Her marriage was happy, and she mourned her husband’s death when he drowned during the Battle of Mohács against invading Ottomans. A Hungarian courtier wrote to Erasmus at the time that if Queen Mary “could only be changed into a king, our affairs would be in better shape.” Because she had no children, Mary’s reign as queen of Hungary ended at Louis II’s death; she vowed never to marry again.
Mary was interested in the writings of Luther and Erasmus. Both men wrote treatises for the young widow: Luther dedicated to her Four Comforting Psalms in 1526, and Erasmus wrote A Christian Widow to Mary in 1530. Regardless of her personal humanist and perhaps Protestant-leaning views, Mary acquiesced to the advocacy of Catholicism as the only true faith by her brother, Holy Roman Emperor Charles V.
After Mary served a short regency in Hungary, Charles V appointed her regent of the Netherlands; he needed trusted family members to help rule the many territories in his kingdom. An ardent opponent of Protestantism, Charles V forced Mary to discourage its spread throughout the Netherlands. She did not rule with a heavy hand toward Protestants, however, perhaps betraying her sympathies.
After Charles renounced his throne in favor of his son Philip, Mary also resigned after 27 years of service and moved to Castile.
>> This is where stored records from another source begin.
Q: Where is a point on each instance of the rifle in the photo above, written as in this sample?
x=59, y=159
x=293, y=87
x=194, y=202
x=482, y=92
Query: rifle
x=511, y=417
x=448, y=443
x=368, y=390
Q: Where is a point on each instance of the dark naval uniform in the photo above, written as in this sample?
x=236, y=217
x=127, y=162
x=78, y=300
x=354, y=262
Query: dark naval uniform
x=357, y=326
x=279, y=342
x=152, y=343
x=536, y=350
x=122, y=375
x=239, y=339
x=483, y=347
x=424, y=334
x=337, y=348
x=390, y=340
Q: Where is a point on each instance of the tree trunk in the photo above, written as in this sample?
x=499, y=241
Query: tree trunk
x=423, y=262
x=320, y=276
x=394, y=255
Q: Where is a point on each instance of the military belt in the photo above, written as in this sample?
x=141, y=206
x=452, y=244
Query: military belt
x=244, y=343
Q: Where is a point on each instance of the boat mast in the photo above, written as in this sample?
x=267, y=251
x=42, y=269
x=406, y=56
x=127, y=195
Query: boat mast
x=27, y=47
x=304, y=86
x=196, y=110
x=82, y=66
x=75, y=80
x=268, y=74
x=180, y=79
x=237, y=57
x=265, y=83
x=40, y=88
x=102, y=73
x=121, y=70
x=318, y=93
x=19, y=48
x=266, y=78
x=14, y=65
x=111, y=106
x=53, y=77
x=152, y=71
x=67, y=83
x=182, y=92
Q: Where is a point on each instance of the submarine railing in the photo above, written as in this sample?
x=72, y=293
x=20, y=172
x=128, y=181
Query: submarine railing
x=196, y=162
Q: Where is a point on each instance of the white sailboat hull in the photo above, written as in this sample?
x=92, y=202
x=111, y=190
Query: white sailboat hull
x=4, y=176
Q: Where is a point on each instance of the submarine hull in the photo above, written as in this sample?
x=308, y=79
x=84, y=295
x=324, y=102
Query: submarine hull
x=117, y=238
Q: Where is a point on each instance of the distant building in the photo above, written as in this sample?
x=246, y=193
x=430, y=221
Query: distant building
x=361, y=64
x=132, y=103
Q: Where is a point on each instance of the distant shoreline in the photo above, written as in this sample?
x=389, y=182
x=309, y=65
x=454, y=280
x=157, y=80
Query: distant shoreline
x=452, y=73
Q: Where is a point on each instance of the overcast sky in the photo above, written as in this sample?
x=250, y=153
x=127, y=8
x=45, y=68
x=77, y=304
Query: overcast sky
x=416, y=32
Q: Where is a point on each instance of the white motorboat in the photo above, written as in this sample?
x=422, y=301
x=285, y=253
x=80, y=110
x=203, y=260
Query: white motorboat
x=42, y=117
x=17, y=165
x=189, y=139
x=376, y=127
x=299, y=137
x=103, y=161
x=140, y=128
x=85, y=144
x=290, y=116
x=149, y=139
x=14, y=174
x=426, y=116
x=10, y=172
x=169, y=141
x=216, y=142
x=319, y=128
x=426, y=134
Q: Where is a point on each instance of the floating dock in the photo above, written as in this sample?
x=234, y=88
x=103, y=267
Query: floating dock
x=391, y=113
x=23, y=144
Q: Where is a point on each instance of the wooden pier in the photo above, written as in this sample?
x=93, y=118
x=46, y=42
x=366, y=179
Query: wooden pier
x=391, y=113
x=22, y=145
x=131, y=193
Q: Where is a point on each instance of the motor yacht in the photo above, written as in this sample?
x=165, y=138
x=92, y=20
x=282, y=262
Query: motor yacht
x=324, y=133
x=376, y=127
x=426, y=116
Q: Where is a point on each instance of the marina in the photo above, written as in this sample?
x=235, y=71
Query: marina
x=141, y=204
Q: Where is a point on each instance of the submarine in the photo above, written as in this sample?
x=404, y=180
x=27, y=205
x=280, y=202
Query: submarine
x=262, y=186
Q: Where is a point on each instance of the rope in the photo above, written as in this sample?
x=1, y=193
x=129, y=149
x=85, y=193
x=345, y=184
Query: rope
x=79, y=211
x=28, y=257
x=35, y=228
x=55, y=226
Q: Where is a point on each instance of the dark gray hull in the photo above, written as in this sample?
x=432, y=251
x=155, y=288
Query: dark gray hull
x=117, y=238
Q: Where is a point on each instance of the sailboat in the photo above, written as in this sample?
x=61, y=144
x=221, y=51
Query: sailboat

In a letter to her brother outlining her reasons for wishing to resign, she wrote, “a woman is never so much respected and feared as a man, whatever her position.” She died in Castile at age 53. CH
By Jennifer A. Boardman
[Christian History originally published this article in Christian History Issue #145 in 2022]Jennifer A. Boardman is a freelance writer and editor. She holds a master of theological studies from Bethel Seminary with a concentration in Christian history.